Typical was Brother Leander (James McLain), who entered the Congregation of the Holy Cross in 1872. Born in Pottsville, Pennsylvania, in 1842, he served through three years of the Civil War with the 15th United States Infantry as a private and was engaged at the Battles of Chickamauga, Chattanooga and Atlanta. Brother Leander was prefect of one of the halls and taught classes for many years at the university.

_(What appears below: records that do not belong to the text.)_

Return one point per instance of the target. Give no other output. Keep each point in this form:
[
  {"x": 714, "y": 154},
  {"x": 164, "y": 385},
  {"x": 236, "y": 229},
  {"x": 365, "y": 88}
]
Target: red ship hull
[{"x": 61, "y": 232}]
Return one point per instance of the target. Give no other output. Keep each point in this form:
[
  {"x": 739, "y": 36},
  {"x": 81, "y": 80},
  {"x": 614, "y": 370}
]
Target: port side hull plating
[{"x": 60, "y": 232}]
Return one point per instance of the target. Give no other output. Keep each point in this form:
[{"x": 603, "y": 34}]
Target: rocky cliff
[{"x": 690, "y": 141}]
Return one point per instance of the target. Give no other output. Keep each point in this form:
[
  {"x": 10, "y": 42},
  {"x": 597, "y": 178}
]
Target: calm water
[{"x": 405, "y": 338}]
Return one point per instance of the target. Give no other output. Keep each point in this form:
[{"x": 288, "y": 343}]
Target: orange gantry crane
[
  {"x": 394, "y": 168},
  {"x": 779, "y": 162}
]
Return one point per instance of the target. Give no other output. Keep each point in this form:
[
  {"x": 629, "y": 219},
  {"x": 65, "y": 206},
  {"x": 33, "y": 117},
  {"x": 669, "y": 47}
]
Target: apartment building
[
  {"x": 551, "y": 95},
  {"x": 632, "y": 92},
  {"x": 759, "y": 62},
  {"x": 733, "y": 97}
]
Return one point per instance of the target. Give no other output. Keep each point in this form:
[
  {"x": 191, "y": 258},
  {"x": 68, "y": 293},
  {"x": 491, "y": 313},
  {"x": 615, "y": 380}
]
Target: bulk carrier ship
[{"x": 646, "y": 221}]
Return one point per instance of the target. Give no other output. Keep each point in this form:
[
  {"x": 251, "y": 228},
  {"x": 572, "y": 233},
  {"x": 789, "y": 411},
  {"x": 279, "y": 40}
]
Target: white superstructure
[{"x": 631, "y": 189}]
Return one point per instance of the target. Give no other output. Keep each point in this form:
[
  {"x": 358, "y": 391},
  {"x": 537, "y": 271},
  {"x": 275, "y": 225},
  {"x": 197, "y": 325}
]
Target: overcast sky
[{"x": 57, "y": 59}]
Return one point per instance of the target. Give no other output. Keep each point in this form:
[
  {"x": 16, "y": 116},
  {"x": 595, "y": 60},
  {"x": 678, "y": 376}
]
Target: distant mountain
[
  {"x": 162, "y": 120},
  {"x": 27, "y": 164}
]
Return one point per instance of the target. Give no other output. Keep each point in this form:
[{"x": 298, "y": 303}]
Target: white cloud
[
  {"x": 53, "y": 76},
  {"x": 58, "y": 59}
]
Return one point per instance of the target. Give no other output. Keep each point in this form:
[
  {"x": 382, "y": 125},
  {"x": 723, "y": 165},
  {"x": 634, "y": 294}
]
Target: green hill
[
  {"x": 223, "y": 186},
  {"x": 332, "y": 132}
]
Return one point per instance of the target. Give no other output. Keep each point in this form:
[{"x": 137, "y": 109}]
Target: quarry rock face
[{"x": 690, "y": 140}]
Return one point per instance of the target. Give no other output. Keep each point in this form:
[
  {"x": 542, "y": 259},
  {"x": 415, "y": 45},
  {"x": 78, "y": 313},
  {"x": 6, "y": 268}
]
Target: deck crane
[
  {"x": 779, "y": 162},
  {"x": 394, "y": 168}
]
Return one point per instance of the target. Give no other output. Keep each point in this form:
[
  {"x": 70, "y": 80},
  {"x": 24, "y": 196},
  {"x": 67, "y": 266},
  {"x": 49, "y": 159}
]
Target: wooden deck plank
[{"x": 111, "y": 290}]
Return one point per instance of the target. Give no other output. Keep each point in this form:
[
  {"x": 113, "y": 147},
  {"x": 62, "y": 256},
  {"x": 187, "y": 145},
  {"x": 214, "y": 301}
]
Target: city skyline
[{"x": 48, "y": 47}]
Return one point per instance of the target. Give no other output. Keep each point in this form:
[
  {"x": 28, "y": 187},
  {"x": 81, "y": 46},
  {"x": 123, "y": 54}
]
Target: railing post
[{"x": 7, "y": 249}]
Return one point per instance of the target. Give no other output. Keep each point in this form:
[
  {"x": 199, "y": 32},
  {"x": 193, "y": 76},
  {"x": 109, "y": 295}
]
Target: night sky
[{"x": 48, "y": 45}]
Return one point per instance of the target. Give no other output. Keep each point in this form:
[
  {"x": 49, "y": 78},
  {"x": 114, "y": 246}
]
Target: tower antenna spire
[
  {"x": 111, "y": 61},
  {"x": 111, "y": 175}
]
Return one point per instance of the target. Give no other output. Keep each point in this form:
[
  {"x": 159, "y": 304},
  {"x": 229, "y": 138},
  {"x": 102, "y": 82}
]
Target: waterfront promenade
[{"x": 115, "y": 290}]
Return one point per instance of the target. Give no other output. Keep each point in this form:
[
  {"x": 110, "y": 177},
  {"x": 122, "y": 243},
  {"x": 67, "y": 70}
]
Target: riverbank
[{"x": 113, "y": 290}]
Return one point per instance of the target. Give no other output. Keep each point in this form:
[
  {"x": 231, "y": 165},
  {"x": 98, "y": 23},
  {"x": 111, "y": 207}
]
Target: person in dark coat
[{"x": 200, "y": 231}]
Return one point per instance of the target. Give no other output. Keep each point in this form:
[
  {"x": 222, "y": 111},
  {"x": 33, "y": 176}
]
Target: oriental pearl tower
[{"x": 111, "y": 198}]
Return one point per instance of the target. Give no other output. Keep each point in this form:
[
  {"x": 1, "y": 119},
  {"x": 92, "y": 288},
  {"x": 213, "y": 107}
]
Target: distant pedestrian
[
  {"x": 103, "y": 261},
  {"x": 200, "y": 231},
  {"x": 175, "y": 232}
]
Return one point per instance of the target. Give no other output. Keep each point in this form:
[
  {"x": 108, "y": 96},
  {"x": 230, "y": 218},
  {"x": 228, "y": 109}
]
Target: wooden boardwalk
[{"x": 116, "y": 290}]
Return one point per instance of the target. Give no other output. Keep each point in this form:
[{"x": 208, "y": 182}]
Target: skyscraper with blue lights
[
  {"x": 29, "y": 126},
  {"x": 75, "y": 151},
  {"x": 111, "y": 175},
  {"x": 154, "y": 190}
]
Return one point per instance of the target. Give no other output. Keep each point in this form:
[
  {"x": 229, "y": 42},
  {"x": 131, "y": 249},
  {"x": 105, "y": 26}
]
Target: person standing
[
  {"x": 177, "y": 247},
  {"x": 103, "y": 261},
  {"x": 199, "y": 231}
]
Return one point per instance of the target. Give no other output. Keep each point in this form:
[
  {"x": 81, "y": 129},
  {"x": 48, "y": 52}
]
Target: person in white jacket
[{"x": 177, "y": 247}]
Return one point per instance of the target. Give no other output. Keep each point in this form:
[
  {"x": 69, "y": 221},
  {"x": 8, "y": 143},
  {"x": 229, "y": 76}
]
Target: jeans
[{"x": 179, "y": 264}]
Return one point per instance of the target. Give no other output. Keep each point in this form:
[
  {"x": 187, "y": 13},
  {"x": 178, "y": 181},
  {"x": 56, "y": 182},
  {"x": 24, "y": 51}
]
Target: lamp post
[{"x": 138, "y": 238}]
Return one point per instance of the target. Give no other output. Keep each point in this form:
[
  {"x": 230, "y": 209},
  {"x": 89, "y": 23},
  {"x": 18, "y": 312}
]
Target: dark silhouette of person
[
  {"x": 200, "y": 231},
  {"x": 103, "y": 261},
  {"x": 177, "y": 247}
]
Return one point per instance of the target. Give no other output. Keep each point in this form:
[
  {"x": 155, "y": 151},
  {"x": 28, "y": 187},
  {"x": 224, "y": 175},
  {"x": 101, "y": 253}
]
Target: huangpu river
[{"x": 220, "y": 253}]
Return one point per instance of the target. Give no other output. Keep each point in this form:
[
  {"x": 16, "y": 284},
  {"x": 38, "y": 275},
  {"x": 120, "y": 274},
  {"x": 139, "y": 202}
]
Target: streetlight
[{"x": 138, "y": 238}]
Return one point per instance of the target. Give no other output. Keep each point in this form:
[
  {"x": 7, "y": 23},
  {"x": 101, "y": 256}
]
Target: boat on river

One of the most interesting stories is that of Mark A. Wills, who took the name of Brother John Chrysostom. Wills had fought with the 54th Pennsylvania, a unit that saw significant action in the eastern theater during the last year of the Civil War, including the Battle of New Market, the capture of Fort Gregg and the pursuit of Lee to Appomattox, where the 54th was captured in the last week of the war (though released a few days later). In at least one of those fights, Wills was sufficiently shaken to make a battlefield vow to join a religious order should he survive.
You can read a previously unpublished letter by Brother John about that vow in Notre Dame and the Civil War: Marching Onward to Victory (The History Press, 2010).
The most distinguished record among the new arrivals belonged to William A. Olmsted. Born in Albany, New York, in 1834, Olmsted received his MD from Howard University. When the Civil War broke out in 1861, he raised one of the state’s first volunteer companies for the 2nd New York Infantry and was elected captain; he quickly earned a promotion to lieutenant colonel. He then served as commander of the 59th New York Infantry and a brigade commander in the Army of the Potomac, where he was brevetted a brigadier general of volunteers. After
the war, Olmsted served in a medical capacity in the forts on the upper Missouri River, where he became close to (and respected by) the Sioux in his care. Olmsted then entered the Holy Cross community at Notre Dame in the 1890s, studied for the priesthood and was ordained in 1901.
I will feature more on Fr. Olmsted in a future post.
Others among the "Band of Brothers" at Notre Dame included:
Brother Cosmas (Nicholas A. Bath)—2nd United States Artillery
Brother Raphael (James C. Maloy)—133rd Pennsylvania infantry
Brother Eustachius (John McInerny)—83rd Ohio Infantry
Brother Benedict (James Mantle)—1st Pennsylvania Heavy Artillery
Brother Ignatius (Ignatz Mayer)—75th and 157th Pennsylvania Infantry
Brother Agatho (Joseph Staley)—8th Indiana Infantry
Brother Richard (William Stoney)—38th New Jersey Infantry
Brother Polycarp (James White)—United States Navy
Brother Sebastian (Thomas Martin) - 1st Pennsylvania Cavalry
(Note: these regimental assignments were gleaned from published school histories and postwar newspaper accounts...I have been able to verify most of them but am still working on a few. Note that I have also seen multiple spellings for some of the surnames).